Illustrative details of Data Centre nodes

IaaS Hardware and Platform Supported

IaaS Hardware and Platform Supported

The 2Gen IaaS is interesting because previously Oracle have underplayed the IaaS offering on the basis that it had been necessary to help pitch PaaS and SaaS. But this year with the new generation there seems to be a fair bit of detail on the IaaS make up to help convey and provide clarity of a robust underpinning in capacity, capability, power and security. Which aside from help sell more IaaS it should help reinforce the messaging on the higher order offerings about foundation strength.
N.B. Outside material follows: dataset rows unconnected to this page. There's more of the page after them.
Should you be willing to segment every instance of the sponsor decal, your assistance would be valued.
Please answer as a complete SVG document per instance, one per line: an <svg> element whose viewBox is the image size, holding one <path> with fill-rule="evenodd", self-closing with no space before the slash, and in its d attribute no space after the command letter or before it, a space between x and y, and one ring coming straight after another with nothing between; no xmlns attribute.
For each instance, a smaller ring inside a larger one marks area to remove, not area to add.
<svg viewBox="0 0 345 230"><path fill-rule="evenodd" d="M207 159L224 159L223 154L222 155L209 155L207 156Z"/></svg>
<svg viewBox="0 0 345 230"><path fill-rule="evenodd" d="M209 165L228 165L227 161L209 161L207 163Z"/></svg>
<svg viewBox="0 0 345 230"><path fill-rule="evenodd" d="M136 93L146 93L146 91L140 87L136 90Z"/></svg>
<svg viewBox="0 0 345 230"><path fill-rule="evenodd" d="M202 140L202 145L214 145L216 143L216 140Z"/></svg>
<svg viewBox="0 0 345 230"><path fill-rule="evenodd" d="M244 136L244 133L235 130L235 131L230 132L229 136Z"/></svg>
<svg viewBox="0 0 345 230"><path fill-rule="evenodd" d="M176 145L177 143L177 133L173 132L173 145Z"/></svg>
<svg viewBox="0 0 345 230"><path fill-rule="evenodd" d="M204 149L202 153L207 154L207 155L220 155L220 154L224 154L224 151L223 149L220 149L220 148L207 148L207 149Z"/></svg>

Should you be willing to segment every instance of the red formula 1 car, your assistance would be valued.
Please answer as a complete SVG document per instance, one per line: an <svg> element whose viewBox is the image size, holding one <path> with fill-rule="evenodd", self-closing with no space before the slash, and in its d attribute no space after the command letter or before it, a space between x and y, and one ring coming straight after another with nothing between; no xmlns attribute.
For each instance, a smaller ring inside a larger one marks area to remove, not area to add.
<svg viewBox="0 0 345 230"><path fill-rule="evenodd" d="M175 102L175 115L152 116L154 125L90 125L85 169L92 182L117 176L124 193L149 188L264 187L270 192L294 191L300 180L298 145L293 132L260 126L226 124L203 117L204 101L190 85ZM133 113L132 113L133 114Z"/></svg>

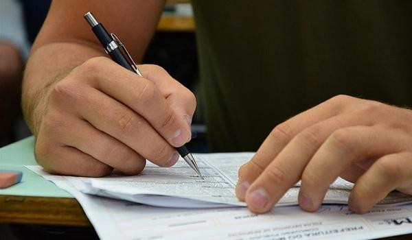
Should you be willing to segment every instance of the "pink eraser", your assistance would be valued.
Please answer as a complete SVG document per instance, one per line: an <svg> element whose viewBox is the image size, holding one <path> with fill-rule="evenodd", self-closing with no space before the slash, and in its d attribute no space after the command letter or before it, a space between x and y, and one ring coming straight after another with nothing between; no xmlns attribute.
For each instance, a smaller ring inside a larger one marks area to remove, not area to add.
<svg viewBox="0 0 412 240"><path fill-rule="evenodd" d="M21 171L0 171L0 189L5 189L20 182L22 176Z"/></svg>

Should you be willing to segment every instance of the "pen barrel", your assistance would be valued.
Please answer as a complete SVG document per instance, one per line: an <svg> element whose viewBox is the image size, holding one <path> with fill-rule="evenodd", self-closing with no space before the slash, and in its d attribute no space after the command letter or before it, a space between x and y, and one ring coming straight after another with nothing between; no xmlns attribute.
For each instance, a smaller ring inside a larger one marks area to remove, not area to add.
<svg viewBox="0 0 412 240"><path fill-rule="evenodd" d="M103 24L99 23L97 25L93 27L91 29L98 37L98 39L99 39L99 41L100 41L100 43L102 43L102 45L103 45L103 47L104 47L105 49L106 46L107 46L110 43L111 43L113 40L111 36L110 36L107 31L106 31L106 29L104 28L104 26L103 26Z"/></svg>
<svg viewBox="0 0 412 240"><path fill-rule="evenodd" d="M124 56L119 48L117 48L113 51L108 53L108 55L111 59L119 65L133 71L133 73L135 73L135 69L133 69L130 65L130 63L126 59L126 58L124 58Z"/></svg>

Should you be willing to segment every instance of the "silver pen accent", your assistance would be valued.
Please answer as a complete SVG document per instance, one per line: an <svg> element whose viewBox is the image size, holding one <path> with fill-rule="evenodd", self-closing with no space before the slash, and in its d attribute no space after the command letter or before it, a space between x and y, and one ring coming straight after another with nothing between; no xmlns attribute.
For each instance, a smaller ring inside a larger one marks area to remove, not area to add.
<svg viewBox="0 0 412 240"><path fill-rule="evenodd" d="M103 45L103 47L104 48L104 51L106 53L112 58L112 59L119 63L118 62L121 62L124 63L122 66L125 68L134 71L140 77L143 77L141 72L139 70L137 67L137 64L133 59L132 56L129 53L128 51L126 48L126 46L120 41L119 38L114 34L110 34L106 31L103 25L98 21L98 20L95 18L95 16L91 14L91 12L88 12L84 14L84 19L89 23L90 26L91 27L93 32L96 34L96 36L100 41L100 43ZM118 54L117 56L121 59L113 58L112 56L114 53L120 51L121 53ZM185 145L183 145L180 147L176 147L176 149L179 152L179 154L183 158L185 161L190 166L194 171L201 177L202 179L203 176L201 173L201 171L199 170L199 167L196 163L196 160L192 155L192 153L189 152L189 150L186 148Z"/></svg>

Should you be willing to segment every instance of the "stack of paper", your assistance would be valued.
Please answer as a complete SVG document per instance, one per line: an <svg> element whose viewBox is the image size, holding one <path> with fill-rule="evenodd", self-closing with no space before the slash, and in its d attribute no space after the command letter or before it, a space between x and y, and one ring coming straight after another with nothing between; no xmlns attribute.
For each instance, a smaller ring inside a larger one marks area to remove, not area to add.
<svg viewBox="0 0 412 240"><path fill-rule="evenodd" d="M253 214L238 206L244 204L238 201L234 192L238 167L252 155L196 155L205 180L183 160L170 169L148 165L137 176L101 178L53 176L40 166L28 167L75 196L102 239L344 240L412 233L411 204L376 206L364 215L354 214L347 205L339 204L323 205L314 213L298 206L282 206ZM325 201L346 203L352 187L339 180L331 185ZM296 204L298 191L299 184L279 205ZM393 193L381 204L411 201L411 196Z"/></svg>
<svg viewBox="0 0 412 240"><path fill-rule="evenodd" d="M204 180L183 160L171 168L148 162L143 172L135 176L112 175L106 178L68 177L77 189L88 194L122 199L163 207L215 208L246 206L235 195L238 169L253 153L196 154ZM300 182L291 188L277 206L297 204ZM347 204L353 184L338 178L326 193L325 204ZM412 202L412 196L391 193L378 205Z"/></svg>

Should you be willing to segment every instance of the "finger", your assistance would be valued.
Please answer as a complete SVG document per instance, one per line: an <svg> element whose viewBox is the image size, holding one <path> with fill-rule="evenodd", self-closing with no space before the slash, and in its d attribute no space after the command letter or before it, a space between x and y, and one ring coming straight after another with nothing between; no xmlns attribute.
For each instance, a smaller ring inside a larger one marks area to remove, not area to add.
<svg viewBox="0 0 412 240"><path fill-rule="evenodd" d="M39 133L39 137L41 136ZM54 147L50 146L54 145ZM71 147L38 139L36 159L45 171L52 174L102 177L110 174L110 166Z"/></svg>
<svg viewBox="0 0 412 240"><path fill-rule="evenodd" d="M58 84L62 97L56 103L66 106L67 111L106 132L144 158L161 166L169 167L179 159L176 150L142 117L115 99L91 87L72 89L70 85Z"/></svg>
<svg viewBox="0 0 412 240"><path fill-rule="evenodd" d="M341 115L299 133L247 190L245 199L249 209L257 213L268 211L301 178L309 160L334 130L354 123L371 124L371 121L356 112Z"/></svg>
<svg viewBox="0 0 412 240"><path fill-rule="evenodd" d="M240 200L244 200L249 186L298 133L317 123L339 115L345 110L346 106L354 101L358 99L347 96L336 97L276 126L259 147L256 154L239 169L236 186L238 197Z"/></svg>
<svg viewBox="0 0 412 240"><path fill-rule="evenodd" d="M93 58L82 66L79 72L89 75L95 88L143 117L170 145L180 147L189 141L190 129L183 116L178 116L153 82L106 58Z"/></svg>
<svg viewBox="0 0 412 240"><path fill-rule="evenodd" d="M95 159L128 175L140 173L146 159L116 139L78 119L67 119L69 129L62 128L60 133L66 145L76 147ZM73 130L76 130L73 131Z"/></svg>
<svg viewBox="0 0 412 240"><path fill-rule="evenodd" d="M194 95L180 82L174 80L163 68L157 65L139 65L142 74L148 80L152 82L163 95L170 108L178 116L182 116L187 124L191 139L191 124L196 109Z"/></svg>
<svg viewBox="0 0 412 240"><path fill-rule="evenodd" d="M157 65L143 64L142 74L152 82L179 115L183 116L190 125L196 109L196 97L193 93L174 80L163 68Z"/></svg>
<svg viewBox="0 0 412 240"><path fill-rule="evenodd" d="M319 147L301 176L299 201L308 211L317 211L329 186L355 163L405 147L402 136L379 126L354 126L334 131Z"/></svg>
<svg viewBox="0 0 412 240"><path fill-rule="evenodd" d="M412 153L382 156L356 182L349 197L350 209L365 213L398 187L412 187Z"/></svg>

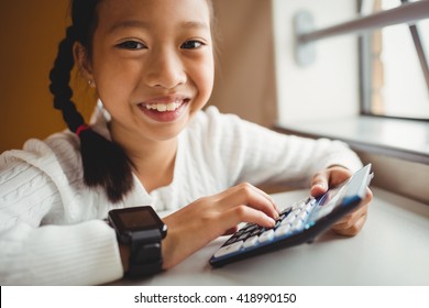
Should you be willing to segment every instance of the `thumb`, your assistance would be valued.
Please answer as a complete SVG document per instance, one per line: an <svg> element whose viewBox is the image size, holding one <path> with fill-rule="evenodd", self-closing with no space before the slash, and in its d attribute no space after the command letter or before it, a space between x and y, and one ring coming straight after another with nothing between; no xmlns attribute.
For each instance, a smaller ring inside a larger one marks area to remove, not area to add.
<svg viewBox="0 0 429 308"><path fill-rule="evenodd" d="M323 195L324 193L327 193L328 188L328 174L324 172L317 173L311 180L311 196L318 197L320 195Z"/></svg>

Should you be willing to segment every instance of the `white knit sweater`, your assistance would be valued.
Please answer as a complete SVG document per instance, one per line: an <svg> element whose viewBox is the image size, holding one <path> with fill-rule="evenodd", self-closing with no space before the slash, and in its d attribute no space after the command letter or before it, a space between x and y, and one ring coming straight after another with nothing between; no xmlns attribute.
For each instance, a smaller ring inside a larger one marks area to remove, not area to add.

  • The IaaS message also makes it easier to convey the message that Oracle cloud doesn’t have to mean Oracle software – it is just as capable with OpenSource tech. This had felt a little niche with the Java cloud services. It certainly appears that Oracle wants to take the fight if not to AWS certainly with Azure, Rackspace etc
  • Following this IaaS message is the cloud in your own data centre. Which addresses residency questions, but provides the cloud software stack and cloud financial models. What will be interesting is how the auditors (as anything likely to demand on-premise deployment is likely to have compliance needs and audit with it) are satisfied that despite Oracle maintaining all the cloud software remotely won’t represent an issue.
  • How the IaaS data centre level resiliency will impact the PaaS offerings is going to be very interesting as SOA providing high availability across multiple locations is not trivial.
  • We have also seen signs of far more dynamic elasticity being shown with examples of being able attach policies to a service to trigger scale up. It will be interesting to see if the ability to mix metered and unmetered resources has also improved. Presently they have to be run as discrete domains because of the pricing models involved.
  • More broadly Oracle are filling out their cloud portfolio and offerings are starting to be harmonised – but there is a long way to go, for example ICS and SOA CS don’t OOTB link to Log Analytics for example). But MySQL as a PaaS offering has crept up on me, with the smallest compute footprint being 24p an hour it is time to take notice.